Si aujourd’hui 58 mn sont nécessaires à certains pour vivre, 32 m suffisent en 1956 à Resnais pour mourir quant à l’illusion d’une humanité pure. Difficile pour le critique de « raconter l’histoire » de Nuit et brouillard, difficile pour le citoyen du monde de ne pas présupposer que ce documentaire sur l’horreur de la déportation et des camps d’extermination est forcément connu de chacun. Un texte sobre de Jean Cayrol (rescapé des camps) dit par Michel Bouquet, un montage épuré qui alterne d’images d’archives en noir et blanc et visite en couleurs des lieux (ici Auschwitz) où se projeta la « zone grise « chère à Primo Levi font le reste.
Voilà un insondable « cri d’alarme » qui rappelle à ceux qui l’ignoreraient encore ou qui l’ont oublié, ou qui osent faire croire qu’il en a été autrement, comment l’horreur sans nom du crime totalitaire et de la néantisation de l’autre prirent forme derrière des barbelés. « C’était donc par le cinéma que je sus que la condition humaine et la boucherie industrielle n’étaient pas incompatibles et que le pire venait juste d’avoir lieu », écrivit Serge Daney lorsqu’il songea à l’impact sur lui de la première projection de ce documentaire hors norme, qui privilégiait l’indignation sur la haine. Prix Jean Vigo 56, Nuit et brouillard, commandé par le Comité d’histoire de la Deuxième Guerre mondiale à l’occasion du 10ème anniversaire de la libération des camps et réalisé au nom de la promulgation du décret du 2 Février 1942 dit “Nacht und Nebel” (Nuit et Brouillard), désignant les prisonniers qui devaient disparaître au cours de leur détention, connut une réception houleuse et ne manqua pas de provoquer des polémiques, dont on retrouve un historique détaillé dans l’émission radiophonique réalisée pour France Culture qui constitue le seul bonus, segmenté en dix points importants, de cette édition DVD très attendue.
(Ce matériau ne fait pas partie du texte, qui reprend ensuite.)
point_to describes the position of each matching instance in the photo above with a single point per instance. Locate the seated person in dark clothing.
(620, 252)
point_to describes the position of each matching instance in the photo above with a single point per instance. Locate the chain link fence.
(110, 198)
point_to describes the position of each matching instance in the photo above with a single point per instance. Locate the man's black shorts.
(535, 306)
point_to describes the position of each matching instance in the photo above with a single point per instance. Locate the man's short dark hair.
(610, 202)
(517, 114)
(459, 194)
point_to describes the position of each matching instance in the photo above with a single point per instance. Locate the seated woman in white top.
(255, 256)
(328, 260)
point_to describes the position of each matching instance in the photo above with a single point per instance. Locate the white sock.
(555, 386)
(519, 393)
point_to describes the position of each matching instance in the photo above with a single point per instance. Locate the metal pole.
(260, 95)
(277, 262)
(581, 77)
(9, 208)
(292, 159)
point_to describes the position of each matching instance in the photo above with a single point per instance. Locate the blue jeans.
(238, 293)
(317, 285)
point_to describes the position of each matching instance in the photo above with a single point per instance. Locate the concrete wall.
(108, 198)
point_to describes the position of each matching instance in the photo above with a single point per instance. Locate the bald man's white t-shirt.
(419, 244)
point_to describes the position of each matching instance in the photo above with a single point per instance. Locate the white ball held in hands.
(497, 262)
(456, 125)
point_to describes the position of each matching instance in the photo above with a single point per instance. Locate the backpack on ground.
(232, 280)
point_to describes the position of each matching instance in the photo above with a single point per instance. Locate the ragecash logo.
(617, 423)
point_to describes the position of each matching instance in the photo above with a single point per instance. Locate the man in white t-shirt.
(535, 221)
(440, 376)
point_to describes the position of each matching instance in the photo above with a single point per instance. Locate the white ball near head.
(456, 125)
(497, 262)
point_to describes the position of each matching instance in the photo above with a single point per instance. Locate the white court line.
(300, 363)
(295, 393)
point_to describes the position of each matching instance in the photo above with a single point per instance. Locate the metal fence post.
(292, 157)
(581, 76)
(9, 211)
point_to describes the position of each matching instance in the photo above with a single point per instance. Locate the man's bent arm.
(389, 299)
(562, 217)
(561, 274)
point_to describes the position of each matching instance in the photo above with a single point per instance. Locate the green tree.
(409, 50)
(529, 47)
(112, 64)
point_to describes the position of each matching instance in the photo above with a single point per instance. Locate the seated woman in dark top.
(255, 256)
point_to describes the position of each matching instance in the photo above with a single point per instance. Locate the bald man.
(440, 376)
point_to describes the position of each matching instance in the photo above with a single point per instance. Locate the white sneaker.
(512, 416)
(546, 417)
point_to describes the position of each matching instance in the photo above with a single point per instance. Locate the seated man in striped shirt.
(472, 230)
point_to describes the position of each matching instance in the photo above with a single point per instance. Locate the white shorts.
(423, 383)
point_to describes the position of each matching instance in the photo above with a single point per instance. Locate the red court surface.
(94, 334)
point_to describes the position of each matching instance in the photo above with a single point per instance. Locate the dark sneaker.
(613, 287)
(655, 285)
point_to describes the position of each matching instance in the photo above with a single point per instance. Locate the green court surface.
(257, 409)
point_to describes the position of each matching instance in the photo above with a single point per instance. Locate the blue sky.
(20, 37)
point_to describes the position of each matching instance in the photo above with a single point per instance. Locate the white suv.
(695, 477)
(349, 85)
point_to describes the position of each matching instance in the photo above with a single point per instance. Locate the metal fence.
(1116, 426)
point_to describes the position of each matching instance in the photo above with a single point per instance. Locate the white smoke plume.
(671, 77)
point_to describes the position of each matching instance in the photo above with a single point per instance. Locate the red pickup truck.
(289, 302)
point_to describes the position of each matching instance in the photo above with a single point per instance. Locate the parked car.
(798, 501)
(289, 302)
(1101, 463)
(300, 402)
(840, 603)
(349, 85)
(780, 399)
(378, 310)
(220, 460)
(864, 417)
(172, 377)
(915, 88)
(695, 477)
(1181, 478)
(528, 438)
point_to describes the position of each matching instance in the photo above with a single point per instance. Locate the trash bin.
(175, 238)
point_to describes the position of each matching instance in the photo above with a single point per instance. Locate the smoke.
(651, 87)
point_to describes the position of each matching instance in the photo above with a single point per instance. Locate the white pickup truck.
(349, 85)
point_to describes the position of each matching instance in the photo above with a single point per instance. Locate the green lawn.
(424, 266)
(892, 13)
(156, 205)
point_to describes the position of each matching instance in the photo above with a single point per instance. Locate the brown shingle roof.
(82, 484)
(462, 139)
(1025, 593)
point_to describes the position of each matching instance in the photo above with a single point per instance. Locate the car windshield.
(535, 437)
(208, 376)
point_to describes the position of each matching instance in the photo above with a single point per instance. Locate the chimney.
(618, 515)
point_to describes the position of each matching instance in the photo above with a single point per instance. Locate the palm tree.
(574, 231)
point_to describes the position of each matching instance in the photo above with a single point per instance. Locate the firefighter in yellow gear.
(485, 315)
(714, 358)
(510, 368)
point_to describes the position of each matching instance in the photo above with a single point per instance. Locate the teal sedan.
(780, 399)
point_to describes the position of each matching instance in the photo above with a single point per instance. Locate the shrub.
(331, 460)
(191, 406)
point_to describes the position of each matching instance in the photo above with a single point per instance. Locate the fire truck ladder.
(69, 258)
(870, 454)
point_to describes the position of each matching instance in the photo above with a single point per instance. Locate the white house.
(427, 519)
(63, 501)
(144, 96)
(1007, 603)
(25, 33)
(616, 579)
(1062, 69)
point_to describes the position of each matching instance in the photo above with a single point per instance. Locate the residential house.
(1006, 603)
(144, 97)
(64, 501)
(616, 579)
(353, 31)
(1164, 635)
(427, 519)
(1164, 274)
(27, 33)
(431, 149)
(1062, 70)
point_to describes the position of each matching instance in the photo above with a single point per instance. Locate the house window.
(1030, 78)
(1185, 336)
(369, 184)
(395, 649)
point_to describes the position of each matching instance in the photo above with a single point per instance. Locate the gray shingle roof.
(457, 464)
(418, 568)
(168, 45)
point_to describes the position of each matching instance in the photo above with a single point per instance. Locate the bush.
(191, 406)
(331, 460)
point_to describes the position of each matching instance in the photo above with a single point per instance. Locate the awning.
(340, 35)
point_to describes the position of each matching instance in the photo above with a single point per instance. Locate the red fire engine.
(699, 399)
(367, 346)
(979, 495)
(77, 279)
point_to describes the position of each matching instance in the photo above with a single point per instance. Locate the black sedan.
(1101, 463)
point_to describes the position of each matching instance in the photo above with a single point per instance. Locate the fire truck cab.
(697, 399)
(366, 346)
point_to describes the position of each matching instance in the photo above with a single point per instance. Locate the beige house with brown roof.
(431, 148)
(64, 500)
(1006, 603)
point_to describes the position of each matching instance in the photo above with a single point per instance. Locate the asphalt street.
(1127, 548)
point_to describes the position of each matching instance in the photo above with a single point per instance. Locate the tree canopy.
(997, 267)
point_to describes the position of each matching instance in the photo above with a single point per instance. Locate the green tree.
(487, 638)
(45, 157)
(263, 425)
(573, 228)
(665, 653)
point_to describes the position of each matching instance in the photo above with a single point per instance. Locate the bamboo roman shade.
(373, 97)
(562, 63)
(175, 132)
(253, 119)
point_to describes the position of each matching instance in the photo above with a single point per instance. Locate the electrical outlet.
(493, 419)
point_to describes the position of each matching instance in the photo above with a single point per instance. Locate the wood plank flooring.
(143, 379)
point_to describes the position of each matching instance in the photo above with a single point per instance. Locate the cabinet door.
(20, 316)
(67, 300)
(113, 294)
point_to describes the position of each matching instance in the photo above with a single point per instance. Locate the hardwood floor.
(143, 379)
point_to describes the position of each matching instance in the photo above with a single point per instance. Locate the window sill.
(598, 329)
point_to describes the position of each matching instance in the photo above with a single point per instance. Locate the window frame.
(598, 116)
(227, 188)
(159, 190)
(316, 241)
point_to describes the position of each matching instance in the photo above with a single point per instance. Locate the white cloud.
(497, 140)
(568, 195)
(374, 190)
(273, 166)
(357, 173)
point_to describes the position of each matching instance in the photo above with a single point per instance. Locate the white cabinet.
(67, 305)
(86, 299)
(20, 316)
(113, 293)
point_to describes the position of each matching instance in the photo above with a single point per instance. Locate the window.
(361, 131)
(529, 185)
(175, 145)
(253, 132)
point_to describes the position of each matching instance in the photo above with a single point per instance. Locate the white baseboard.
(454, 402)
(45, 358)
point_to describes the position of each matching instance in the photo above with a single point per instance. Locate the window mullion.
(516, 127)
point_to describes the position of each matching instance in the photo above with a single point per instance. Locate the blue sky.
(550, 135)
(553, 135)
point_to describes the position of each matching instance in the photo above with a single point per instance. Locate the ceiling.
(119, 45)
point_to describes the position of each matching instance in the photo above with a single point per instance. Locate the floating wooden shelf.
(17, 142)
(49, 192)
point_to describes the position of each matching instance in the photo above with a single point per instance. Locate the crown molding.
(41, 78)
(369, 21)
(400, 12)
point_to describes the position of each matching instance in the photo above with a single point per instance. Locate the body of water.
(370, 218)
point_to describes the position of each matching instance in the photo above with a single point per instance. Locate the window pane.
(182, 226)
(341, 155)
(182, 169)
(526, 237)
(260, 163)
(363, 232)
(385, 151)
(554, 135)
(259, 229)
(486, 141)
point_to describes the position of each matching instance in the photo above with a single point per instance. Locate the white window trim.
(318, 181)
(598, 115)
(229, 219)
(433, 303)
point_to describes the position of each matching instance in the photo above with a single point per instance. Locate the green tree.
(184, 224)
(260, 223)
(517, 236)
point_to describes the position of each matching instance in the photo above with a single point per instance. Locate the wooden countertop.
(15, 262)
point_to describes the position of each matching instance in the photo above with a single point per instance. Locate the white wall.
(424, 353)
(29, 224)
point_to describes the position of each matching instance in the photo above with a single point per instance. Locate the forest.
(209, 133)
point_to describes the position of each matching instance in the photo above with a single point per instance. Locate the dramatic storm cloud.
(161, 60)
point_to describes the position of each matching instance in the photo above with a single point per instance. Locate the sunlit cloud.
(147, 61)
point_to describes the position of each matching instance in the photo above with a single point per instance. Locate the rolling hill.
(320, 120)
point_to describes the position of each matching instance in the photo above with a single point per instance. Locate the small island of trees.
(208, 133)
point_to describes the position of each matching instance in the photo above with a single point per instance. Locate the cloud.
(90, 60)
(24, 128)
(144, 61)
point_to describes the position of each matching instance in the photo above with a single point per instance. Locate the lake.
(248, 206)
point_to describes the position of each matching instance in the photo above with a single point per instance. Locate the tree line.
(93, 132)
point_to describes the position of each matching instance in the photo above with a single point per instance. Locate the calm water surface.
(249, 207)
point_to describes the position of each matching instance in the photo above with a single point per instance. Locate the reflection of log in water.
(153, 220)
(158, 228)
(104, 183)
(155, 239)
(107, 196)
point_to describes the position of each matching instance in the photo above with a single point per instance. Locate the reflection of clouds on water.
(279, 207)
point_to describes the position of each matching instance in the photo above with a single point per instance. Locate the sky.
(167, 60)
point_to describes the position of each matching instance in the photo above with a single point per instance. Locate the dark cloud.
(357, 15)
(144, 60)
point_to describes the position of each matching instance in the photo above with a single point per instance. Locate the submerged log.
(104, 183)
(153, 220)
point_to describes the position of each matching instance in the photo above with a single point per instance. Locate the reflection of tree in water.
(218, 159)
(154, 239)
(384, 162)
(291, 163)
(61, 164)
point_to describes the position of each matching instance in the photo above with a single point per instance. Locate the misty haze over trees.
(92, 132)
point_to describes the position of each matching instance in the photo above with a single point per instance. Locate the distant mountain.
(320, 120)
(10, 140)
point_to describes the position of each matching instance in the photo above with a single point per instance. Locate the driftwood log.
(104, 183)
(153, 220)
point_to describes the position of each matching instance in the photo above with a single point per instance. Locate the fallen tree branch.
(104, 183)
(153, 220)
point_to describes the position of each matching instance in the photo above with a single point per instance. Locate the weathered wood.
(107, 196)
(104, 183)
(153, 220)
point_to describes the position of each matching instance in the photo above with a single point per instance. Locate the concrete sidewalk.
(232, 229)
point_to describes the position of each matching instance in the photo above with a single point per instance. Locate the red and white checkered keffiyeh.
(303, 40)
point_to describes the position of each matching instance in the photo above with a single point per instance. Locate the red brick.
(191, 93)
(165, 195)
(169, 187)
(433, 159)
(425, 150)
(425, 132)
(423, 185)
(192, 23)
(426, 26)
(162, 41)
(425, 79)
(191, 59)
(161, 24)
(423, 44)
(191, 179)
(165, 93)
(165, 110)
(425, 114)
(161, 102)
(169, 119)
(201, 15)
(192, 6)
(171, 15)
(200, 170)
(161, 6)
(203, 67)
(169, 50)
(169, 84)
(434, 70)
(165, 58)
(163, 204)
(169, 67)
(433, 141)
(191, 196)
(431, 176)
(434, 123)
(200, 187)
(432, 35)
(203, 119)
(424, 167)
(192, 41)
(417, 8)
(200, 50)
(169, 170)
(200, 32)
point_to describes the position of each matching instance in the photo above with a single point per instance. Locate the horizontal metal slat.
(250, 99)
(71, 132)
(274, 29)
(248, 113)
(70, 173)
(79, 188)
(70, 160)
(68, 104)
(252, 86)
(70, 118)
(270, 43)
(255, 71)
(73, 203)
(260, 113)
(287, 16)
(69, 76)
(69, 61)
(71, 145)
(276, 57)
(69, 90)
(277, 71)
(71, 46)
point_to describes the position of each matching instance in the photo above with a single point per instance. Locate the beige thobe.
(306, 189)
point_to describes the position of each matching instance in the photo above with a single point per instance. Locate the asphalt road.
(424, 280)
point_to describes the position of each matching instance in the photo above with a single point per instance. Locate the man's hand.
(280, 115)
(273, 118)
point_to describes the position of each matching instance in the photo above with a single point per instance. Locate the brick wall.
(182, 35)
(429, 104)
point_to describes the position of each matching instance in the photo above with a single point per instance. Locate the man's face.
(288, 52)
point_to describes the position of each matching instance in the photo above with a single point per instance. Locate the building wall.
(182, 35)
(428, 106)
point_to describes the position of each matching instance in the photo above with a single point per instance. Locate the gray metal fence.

Si le livret qui l’accompagne est impressionnant de clarté, d’informations et de pédagogie mêlées, on pourrait regretter que le déroulé atone de l’émission en question, sur fond uniforme, soit plus adapté à l’écoute radio qu’au support dvd en tant que tel, mais l’entrée en matière du présent article visait à laisser entendre qu’il ne faut point comparer l’incomparable — soit qu’on n’a pas à juger d’un monument cinématographique de l’histoire de l’humanité comme du énième blockbuster à succès hollywoodien. Loin de toute prouesse technique ou profusion de « special features », si l’on excepte un son et une image restaurés, loin de tout emberlificotement esthétique, les éditions Arte video et Argos films ont décidé de ne pas défigurer, sous prétexte d’un media high tech, cette oeuvre en laquelle Truffaut voyait moins « un documentaire [qu’] une méditation sur le phénomène le plus important du 20ème siècle ». Le vrai bonus, « dynamique », à nos yeux est donc le tiré à part, hors du disque, et c’est là un choix tout à fait honorable.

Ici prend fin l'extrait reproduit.